I can see why it's a good choice for a self-launched glider. Wankels have poor fuel efficiency, but that's a minor concern for this application. They produce excellent power for their weight and size, both important in a glider.
 
there is power "stroke" for every shaft rotation. That's why a Wankel has roughly twice the hp vs displacement of a 4-stroke piston engine.
Actually, three combustion events per revolution of the rotor...to be pedantic. :biggrin: They produce a very distinctive exhaust tone. Daryl Drummond did all the rebuilds on the 13-B/13-B msp engines that we ran in our race cars. Love/hate relationship with those engines.
 
Actually, three combustion events per revolution of the rotor...to be pedantic. :biggrin: They produce a very distinctive exhaust tone. Daryl Drummond did all the rebuilds on the 13-B/13-B msp engines that we ran in our race cars. Love/hate relationship with those engines.
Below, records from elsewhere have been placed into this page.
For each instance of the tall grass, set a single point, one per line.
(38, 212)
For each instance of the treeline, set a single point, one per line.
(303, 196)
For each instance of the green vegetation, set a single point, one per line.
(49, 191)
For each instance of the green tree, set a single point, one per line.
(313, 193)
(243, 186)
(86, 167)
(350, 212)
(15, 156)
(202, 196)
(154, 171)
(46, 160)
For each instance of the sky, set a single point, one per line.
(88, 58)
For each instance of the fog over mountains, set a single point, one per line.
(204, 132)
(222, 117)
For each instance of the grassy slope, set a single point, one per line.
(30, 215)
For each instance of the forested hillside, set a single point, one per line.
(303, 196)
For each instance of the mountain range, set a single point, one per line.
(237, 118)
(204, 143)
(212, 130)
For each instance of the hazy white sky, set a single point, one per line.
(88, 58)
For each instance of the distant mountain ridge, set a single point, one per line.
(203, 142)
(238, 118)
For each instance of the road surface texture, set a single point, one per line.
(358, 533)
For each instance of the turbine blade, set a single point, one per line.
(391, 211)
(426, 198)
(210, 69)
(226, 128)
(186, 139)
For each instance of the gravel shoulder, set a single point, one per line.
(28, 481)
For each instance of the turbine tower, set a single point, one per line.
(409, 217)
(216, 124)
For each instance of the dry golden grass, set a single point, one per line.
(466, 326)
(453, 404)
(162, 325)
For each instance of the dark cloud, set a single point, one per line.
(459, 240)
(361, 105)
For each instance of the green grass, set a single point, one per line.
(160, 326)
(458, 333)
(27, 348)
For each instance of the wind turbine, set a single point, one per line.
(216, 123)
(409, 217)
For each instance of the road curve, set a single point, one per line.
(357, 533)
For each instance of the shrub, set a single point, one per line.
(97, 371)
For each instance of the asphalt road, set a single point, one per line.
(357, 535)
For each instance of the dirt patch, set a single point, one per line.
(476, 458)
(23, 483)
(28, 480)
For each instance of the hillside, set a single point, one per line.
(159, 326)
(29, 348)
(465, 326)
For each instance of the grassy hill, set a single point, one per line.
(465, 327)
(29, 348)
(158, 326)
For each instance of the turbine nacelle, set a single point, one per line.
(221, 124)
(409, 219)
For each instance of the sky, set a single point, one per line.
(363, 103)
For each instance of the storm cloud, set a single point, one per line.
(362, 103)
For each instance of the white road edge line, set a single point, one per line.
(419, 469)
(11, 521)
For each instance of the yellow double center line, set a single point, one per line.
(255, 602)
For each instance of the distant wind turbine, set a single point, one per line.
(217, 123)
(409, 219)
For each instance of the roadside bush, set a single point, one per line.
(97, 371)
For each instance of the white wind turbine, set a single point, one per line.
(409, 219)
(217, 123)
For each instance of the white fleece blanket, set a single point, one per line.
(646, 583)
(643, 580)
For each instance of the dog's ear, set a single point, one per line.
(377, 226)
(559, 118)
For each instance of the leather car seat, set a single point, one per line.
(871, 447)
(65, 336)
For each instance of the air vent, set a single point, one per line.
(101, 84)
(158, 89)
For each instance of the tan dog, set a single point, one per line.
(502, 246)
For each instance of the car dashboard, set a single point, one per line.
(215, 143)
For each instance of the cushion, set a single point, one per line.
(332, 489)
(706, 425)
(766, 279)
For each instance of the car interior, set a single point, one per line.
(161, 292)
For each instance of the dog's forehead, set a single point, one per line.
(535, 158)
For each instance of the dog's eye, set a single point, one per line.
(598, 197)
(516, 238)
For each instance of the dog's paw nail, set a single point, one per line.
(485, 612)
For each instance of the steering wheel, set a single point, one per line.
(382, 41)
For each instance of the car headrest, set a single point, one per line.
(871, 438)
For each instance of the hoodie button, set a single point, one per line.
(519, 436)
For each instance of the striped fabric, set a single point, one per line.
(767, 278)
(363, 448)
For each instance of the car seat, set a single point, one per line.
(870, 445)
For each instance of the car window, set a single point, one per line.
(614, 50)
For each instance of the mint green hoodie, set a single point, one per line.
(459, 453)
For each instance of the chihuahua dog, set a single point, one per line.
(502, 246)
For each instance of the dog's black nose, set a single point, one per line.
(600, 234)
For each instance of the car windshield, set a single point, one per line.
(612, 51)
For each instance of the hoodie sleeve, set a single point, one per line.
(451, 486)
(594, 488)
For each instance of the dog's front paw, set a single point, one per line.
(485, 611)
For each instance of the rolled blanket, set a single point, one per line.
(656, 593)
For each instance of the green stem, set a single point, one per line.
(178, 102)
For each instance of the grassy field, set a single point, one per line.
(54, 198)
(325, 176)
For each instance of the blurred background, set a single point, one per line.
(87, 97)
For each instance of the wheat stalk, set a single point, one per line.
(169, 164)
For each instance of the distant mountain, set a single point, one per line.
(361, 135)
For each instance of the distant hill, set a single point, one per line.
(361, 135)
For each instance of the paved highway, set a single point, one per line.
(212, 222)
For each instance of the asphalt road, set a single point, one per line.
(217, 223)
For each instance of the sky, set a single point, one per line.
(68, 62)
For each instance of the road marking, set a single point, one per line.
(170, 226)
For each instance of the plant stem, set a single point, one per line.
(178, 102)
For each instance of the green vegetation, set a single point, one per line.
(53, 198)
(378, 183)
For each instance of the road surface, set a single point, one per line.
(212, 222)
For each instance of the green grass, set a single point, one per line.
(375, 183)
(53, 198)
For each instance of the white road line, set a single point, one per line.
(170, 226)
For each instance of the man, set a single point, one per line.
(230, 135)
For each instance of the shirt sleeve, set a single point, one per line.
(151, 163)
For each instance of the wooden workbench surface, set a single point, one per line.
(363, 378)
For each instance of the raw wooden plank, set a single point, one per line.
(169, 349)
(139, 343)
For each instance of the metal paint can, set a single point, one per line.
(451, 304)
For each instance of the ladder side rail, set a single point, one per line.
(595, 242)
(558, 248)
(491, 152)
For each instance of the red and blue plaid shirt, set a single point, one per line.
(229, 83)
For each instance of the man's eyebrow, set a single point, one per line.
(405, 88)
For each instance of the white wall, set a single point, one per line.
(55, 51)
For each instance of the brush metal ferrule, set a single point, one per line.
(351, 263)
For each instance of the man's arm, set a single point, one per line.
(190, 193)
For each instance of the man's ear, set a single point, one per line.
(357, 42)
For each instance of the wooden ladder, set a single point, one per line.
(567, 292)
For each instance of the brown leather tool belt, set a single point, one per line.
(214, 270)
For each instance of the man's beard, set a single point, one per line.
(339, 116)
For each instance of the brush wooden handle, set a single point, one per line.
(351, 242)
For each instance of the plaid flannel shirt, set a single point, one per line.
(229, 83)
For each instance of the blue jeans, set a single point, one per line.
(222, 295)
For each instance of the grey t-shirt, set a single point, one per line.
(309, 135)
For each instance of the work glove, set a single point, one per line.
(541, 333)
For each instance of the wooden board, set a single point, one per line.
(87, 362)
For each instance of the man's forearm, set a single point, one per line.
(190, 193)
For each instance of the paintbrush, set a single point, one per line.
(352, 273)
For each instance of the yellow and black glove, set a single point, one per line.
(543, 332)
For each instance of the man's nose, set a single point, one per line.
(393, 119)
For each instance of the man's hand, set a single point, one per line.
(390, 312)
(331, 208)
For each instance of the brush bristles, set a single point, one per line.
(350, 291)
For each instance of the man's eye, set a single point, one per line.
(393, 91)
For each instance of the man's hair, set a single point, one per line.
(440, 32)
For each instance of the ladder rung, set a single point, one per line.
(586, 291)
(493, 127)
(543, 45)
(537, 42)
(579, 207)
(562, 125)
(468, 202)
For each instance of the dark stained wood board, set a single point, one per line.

I loved them for racing. Couldn’t over-rev the things, and the cost of an engine rebuild was a small fraction of that for a piston engine. Plus Mazda Motorsports would sell me parts for less than dealer cost.
 
I loved them for racing. Couldn’t over-rev the things, and the cost of an engine rebuild was a small fraction of that for a piston engine. Plus Mazda Motorsports would sell me parts for less than dealer cost.
That is one thing I will say about Mazda, they supported motorsports very well from making parts available/affordable and supporting driver development in closed and open wheel road racing. John Doonan was one hell of a fellow when it came to supporting junior drivers. I can't say enough good about him and Mazda.